Oshman Sporting Goods Co., based in Houston, said today the company is concentrating its efforts on building big stores and is moving away from the old concept of smaller individual stores.
"What's happening in Hawaii is no different from what's happening on the mainland," Lyndsay Rice, Oshman executive vice president, said today.
Rice said the company is interested in opening a megastore in Hawaii but has not found a location.
Oshman bought Honsport in 1978. The business has one store in the Windward Mall, another in Pearlridge Center, one in Hilo and one on Maui.

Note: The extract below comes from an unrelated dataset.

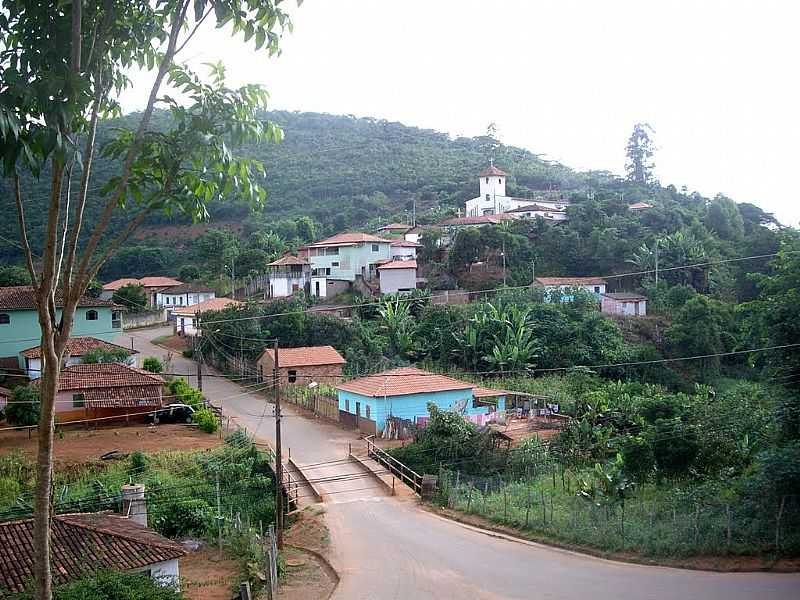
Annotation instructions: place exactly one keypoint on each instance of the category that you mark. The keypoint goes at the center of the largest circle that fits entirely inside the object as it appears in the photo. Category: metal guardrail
(407, 475)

Hawaii has seen an influx of big-store retailers, such as Sports Authority's two Oahu outlets, in the past few years.
Rice said the big Oshman stores are generally bigger than the Sports Authority outlets, averaging 65,000 square feet.
(Sports Authority's Ward Avenue store is 43,000 square feet and the Waikele store is 50,000 square feet. The company plans a 32,000 square foot outlet on Maui.)
Oshman's new concept in sports retailing is "experiential merchandising" where stores include indoor tennis courts, computerized golf simulators, archery ranges and so on, Rice said.
The smaller existing Honsport stores don't fit that concept, Rice said. The Hawaii shutdown is part of Oshman's national policy, he said.
Honsport was founded in 1920 as Honolulu Sporting Goods Co. and the original owners were World War I veterans.
Its first location was at the corner of Fort Street and Hotel Street in downtown Honolulu. Later it moved that store to Ala Moana Center but has since closed their in favor of the Windward and Pearlridge locations.